I tumori sono determinati per un 5-10% dalla predisposizione genetica, quindi dall’inclinazione presente fin dalla nascita. Il restante 90-95% è riconducibile a fattori ambientali, i quali comprendono il fumo da sigaretta, l’obesità, la mancanza di attività fisica, l’inquinamento atmosferico o l’esposizione a sostante cancerogene, per esempio amianto, radiazioni, particolari vernici.
In un organismo sano, le cellule che lo compongono si rinnovano continuamente.
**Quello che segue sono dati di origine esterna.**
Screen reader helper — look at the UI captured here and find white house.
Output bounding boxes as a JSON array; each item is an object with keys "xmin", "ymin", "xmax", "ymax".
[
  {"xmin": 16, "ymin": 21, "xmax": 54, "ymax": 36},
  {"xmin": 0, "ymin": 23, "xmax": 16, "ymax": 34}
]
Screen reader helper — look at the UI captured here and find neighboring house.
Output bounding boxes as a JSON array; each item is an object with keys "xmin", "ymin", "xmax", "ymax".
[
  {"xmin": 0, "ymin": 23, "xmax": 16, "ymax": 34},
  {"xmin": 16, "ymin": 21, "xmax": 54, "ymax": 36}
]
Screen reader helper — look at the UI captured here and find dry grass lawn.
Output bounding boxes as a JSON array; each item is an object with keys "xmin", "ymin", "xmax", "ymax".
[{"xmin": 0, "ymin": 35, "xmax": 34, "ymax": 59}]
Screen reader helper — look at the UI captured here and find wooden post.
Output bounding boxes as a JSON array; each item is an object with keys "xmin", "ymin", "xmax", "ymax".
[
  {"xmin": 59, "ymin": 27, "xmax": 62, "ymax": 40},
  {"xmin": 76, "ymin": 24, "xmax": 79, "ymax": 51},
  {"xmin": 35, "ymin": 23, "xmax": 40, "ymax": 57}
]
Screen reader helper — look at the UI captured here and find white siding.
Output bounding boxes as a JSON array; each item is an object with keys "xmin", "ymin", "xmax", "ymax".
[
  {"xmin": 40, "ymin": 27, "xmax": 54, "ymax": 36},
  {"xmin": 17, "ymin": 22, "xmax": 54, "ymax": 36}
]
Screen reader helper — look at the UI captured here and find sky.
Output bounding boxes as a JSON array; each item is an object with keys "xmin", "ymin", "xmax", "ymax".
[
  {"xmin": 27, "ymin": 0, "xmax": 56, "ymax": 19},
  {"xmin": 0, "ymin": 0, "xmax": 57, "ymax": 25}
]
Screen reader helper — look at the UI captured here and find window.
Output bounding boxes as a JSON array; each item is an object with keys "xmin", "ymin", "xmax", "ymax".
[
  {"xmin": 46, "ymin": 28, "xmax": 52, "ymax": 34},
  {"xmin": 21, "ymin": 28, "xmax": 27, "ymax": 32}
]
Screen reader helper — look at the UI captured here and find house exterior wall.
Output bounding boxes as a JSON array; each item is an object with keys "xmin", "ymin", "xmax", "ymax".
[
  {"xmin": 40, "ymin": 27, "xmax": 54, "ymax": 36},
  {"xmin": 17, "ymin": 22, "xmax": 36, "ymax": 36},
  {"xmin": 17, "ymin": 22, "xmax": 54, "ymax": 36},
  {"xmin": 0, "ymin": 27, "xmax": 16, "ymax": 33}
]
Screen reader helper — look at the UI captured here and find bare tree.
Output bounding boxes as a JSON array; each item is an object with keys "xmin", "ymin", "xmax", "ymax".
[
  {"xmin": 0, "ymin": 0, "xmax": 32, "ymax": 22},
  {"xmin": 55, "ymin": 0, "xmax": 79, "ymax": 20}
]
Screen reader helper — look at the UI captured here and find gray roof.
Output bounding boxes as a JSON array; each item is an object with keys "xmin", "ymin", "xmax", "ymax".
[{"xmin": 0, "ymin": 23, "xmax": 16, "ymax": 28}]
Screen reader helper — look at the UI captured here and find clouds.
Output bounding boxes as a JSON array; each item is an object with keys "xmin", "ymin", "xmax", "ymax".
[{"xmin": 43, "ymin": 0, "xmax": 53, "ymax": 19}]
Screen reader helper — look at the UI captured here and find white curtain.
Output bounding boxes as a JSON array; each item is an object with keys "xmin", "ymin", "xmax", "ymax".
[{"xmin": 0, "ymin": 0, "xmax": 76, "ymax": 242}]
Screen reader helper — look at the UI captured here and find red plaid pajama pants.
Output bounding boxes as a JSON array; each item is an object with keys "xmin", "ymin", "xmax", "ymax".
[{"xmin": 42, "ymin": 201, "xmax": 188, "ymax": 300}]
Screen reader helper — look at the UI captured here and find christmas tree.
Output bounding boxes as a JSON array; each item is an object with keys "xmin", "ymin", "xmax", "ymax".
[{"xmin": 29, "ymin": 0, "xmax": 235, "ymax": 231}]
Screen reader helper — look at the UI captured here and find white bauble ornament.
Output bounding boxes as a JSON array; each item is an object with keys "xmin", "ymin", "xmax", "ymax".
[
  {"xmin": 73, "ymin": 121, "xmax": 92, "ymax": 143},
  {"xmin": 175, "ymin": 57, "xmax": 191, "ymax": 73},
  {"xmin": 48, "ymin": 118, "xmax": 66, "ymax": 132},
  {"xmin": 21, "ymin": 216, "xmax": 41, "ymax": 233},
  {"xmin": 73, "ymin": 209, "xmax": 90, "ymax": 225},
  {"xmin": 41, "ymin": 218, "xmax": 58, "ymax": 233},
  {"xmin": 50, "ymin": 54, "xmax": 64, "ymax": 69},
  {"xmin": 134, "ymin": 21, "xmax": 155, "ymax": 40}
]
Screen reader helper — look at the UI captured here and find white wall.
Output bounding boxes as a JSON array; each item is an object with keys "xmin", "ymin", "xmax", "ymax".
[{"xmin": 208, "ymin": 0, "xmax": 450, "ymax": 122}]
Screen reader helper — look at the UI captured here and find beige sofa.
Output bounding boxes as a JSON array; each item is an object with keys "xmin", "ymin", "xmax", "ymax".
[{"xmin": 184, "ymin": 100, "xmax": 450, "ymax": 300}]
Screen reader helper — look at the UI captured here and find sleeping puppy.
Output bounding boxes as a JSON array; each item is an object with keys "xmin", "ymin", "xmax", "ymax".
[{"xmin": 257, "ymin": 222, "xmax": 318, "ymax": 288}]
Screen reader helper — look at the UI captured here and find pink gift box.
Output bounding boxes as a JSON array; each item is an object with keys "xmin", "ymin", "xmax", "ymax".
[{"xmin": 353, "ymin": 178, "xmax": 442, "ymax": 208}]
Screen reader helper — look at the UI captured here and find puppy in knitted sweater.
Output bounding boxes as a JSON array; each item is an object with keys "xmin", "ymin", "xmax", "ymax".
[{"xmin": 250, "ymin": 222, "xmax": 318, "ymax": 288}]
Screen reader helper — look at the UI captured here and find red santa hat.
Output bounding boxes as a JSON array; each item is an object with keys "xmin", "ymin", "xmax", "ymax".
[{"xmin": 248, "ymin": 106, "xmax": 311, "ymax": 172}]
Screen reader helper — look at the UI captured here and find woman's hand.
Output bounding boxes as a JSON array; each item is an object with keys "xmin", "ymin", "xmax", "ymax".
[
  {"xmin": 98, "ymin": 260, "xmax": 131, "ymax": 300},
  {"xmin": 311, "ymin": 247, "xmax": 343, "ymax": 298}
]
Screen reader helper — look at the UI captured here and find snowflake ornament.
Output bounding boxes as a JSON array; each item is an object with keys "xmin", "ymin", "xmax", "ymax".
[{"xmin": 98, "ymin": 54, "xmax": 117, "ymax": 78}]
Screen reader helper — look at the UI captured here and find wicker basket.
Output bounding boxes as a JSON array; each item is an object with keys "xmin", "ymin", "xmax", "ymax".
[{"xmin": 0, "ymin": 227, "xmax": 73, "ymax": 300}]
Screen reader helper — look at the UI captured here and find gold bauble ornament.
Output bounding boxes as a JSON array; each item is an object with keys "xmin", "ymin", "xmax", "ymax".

Durante la sua esistenza, la cellula subisce numerose aggressioni e, se l’organismo non è in grado di contrastarle, essa può subire delle mutazioni del DNA, causando così dei gravi problemi al normale ciclo di riproduzione cellulare, e generando cellule tumorali.
Svariati enti di ricerca, tra cui anche l’Istituto Agrario di S. Michele all’Adige in Trentino, nell’abito di studi internazionali hanno individuato alcune sostanze contenute nella mela, in particolar modo nella sua buccia, che potrebbero diminuire il rischio di sviluppare tumori.

Le sostanze naturalmente utili

I radicali liberi sono molecole instabili, che possono provocare danni al patrimonio genetico. Nella mela sono presenti alcuni tipi di antiossidanti naturali, tra cui i polifenoli, i quali reagiscono con i radicali liberi, eliminandoli dall’organismo. L’attività detossificante dei polifenoli è particolarmente evidente nei tumori dell’apparato digerente. I polifenoli svolgono un’altra importantissima funzione: bloccano i geni che impediscono la morte programmata nelle cellule tumorali, così da causarne la morte ed rimuovendone l’immortalità.
Le procianidine, una specie di polifenolo, hanno il potere di inibire notevolmente lo sviluppo delle cellule neoplastiche. Agiscono in modo particolare su melanomi, leucemie, e adenomi.
Alcuni ricercatori sostengono che flavonoidi e fenoli, anche essi antiossidanti, sono utili per combattere le cellule tumorali e per ridurre il numero e la grandezza dei tumori mammari e di quelli al polmone.
Un’altra molecola, la triterpenoidi, avrebbe un ruolo importante nel diminuire il rischio di sviluppare tumori al fegato e al colon.
In un articolo apparso sulla prestigiosa rivista Annals of Oncology, un gruppo di ricercatori documenta scientificamente che il consumo di più di una mela al giorno riduce in maniera considerevole il rischio di numerosi tumori, di circa un 20%.
Oltre al medico, una mela al giorno toglie anche l’oncologo di torno.